Jordan Richardson moved from Rankin County to Madison, Wisconsin to pursue higher education. He wanted to observe outside perspectives and pursue a job opportunity he received outside of the state. 

“Being an educated millennial living in a different state, people are surprised when you are from Mississippi,” he said. “I think people are voting with their feet and fed up with 50th. I question the system. We need to recruit the best. We cannot do that because Mississippi does not provide opportunities, and autonomy in the classrooms for teachers as well as the school are underfunded.”

Richardson said Mississippians do not ask “why” enough. “The next generation must have a greater willingness to not comply to blind traditions and stereotypes,” he said. “We must ask, ‘Is this the best way to do it?'”

He said it is okay for graduates to leave to the state because, “You cannot promote progress if you do not experience progress,” he said. “We must stop wallowing in our problems and see what other states are doing differently.”

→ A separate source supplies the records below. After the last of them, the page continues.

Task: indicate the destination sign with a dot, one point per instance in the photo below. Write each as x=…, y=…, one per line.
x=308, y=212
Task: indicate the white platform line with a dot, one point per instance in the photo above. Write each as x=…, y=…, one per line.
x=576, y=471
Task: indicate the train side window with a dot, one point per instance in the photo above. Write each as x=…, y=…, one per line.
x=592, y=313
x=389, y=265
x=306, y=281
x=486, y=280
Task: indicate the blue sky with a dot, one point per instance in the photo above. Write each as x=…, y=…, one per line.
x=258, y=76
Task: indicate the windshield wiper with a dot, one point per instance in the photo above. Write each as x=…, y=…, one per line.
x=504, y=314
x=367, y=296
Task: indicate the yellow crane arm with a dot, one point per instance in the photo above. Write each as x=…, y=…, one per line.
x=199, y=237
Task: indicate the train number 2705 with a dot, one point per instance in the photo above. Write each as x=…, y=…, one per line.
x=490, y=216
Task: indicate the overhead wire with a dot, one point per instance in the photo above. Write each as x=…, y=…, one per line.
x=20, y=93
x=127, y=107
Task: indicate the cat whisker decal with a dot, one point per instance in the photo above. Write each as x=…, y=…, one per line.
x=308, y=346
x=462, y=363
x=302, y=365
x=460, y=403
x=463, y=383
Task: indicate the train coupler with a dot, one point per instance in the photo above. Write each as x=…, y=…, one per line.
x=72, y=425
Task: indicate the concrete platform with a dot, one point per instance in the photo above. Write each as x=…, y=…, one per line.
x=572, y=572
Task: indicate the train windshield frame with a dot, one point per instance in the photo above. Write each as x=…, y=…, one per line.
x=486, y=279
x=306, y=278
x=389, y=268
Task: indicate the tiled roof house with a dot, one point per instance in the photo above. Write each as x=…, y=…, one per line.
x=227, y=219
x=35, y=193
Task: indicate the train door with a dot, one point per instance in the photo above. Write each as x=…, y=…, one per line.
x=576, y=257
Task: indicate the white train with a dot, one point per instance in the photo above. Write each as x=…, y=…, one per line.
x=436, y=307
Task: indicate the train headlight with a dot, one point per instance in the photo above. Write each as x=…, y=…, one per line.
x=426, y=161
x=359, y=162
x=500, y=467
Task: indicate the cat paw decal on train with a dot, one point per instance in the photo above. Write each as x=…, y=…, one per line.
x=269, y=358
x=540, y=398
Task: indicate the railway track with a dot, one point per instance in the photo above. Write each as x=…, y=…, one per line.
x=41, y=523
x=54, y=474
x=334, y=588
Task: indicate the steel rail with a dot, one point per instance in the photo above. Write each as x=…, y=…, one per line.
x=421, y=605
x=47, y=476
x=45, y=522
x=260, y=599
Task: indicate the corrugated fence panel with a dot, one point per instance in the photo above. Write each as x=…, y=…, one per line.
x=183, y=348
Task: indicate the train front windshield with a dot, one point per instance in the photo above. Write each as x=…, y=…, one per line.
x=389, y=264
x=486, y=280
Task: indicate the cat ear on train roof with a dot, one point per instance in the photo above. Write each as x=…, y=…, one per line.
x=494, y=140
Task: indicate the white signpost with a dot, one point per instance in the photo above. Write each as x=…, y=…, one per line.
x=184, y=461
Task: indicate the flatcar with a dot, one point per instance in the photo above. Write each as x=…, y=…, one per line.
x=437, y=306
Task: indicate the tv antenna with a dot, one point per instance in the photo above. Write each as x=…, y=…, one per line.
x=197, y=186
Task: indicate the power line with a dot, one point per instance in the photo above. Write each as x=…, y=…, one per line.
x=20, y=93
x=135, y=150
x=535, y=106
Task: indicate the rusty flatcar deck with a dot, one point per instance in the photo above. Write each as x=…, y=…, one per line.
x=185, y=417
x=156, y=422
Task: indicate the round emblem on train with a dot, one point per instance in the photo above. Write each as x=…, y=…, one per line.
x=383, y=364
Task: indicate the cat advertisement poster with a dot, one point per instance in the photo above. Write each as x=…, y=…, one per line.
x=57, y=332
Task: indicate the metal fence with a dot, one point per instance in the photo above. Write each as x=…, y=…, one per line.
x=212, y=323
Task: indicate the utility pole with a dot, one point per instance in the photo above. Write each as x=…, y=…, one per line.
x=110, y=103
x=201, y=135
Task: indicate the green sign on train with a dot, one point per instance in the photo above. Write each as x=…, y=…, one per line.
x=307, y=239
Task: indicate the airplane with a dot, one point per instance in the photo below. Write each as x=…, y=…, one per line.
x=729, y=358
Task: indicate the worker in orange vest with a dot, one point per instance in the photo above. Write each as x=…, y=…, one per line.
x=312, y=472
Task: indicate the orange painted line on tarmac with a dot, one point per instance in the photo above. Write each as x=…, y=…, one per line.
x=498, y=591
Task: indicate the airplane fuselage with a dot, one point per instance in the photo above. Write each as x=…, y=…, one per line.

Caroline Goodwin said she left Mississippi when the state began to show its true colors regarding politics, diversity, education, and other areas. “The more I began to watch what occurred in my state, the more I realized I did not agree with it,” she said. “Not to mention, there are no jobs available for new college graduates if they plan to excel.”

Goodwin is originally from Booneville, Mississippi and now lives in Memphis and works as a marketing project manager in the fashion and apparel industry. She agrees that brain drain is a Mississippi-only problem and would encourage millennials and Generation Z to pay attention to who you elect and educate yourselves about your local officials. “Going into the senate race earlier this year, the brain drain was one of my top issues when educating myself on candidates,” she said, “mainly because, it’s real and it’s an epidemic.”

Andy Harper, Ph.D., director of the Southern Documentary Project and an instructional assistant professor of Southern studies and journalism at the University of Mississippi, said he believes the first problem begins with education. 

“Education will always be top of my list when it comes to our shortcomings,” he said. “And with the recent political attacks on public education in this state – attempts to redirect public education funding to private and charter schools, demoralizing or non-existent raises for teachers – I don’t see much chance of that getting better,” he said. “And since the overwhelming majority of Mississippi’s students go to public schools, there is the very real chance that the next generation of young professionals will stay away. There is no question that Mississippi’s poor educational outcomes have pushed potential high paying jobs to other states.”

Harper is originally from Mississippi, but pursued his doctorate in Arizona. “Mississippi won’t move forward until the next generation of policy-makers decides it’s time to do so,” said Harper. “The first thing we need to do is quit being defensive about the obvious truths that others lob at us. Mississippi is dead last in almost any measurable statistic. That doesn’t mean you wallow around in the negativity, but if you don’t confront the issues that make us last, there is no hope of fixing them. And if we don’t at least begin to address the most glaring problems, we will continue losing our best and brightest.”

Harper’s son attends college out of state. “I’ll tell him the same thing I tell students I teach here: Go out and save the world, but save some for Mississippi, because we need some saving too,” he said.